Though you may be dying to know what time it is, both Singh and Breus urge you not to look at a clock when you’re struggling to stay asleep.

“Keep your eyes off your alarm clock in the middle of the night,” Breus said. “Panicking about the sleep you’re missing is not going to help you sleep. Focus on relaxation.”

Of course, if you know you need to get up at a certain time, the fear of sleeping in may keep you awake. This sunrise smart alarm clock has a dimmable clock feature, meaning you can turn off the time display as you sleep. You can set it to light up or make noise when it’s time to get up. It’s a phone charger, speaker, alarm clock and sunrise lamp in one, and it connects to Wi-Fi and Bluetooth so you can set it all up with your phone, then leave your phone in the kitchen, far away from your bed.
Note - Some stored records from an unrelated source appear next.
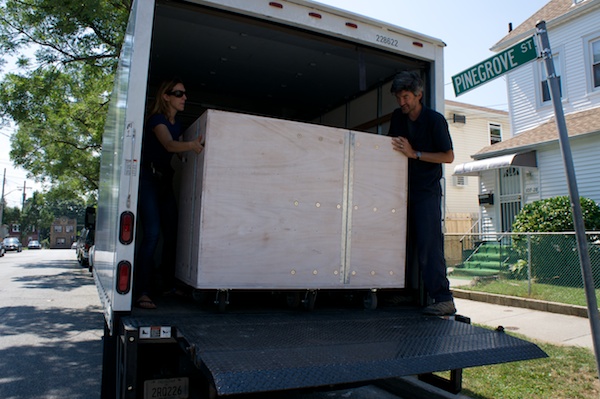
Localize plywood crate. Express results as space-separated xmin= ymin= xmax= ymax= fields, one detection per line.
xmin=176 ymin=110 xmax=407 ymax=290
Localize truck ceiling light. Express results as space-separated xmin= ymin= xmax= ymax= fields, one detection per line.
xmin=116 ymin=260 xmax=131 ymax=295
xmin=119 ymin=211 xmax=135 ymax=245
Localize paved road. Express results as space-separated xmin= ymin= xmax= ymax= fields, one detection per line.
xmin=0 ymin=249 xmax=103 ymax=399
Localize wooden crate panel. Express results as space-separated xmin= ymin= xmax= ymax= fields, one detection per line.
xmin=346 ymin=133 xmax=408 ymax=288
xmin=177 ymin=110 xmax=406 ymax=289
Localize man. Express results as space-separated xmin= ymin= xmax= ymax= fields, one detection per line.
xmin=389 ymin=72 xmax=456 ymax=316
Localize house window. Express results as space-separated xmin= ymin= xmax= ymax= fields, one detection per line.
xmin=539 ymin=54 xmax=562 ymax=103
xmin=488 ymin=123 xmax=502 ymax=144
xmin=591 ymin=39 xmax=600 ymax=87
xmin=452 ymin=175 xmax=469 ymax=187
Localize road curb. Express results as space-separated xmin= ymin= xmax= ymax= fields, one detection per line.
xmin=452 ymin=288 xmax=588 ymax=318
Blue light-blocking glasses if you simply must look at your phone

As mentioned, reaching for your phone in the middle of the night likely isn’t going to help you get back to sleep. “However, if you must use your phone or any device with blue light, consider blue light-blocking glasses,” Breus said. “Blue light exposure can lead to inadequate melatonin production, which can hinder your ability to fall or stay asleep.”

EyeBuyDirect has a huge selection of blue light filtering glasses, ranging in style and price. Pictured at top is the Pacific in striped blue ($39); at bottom is Daydream in brown gold ($28).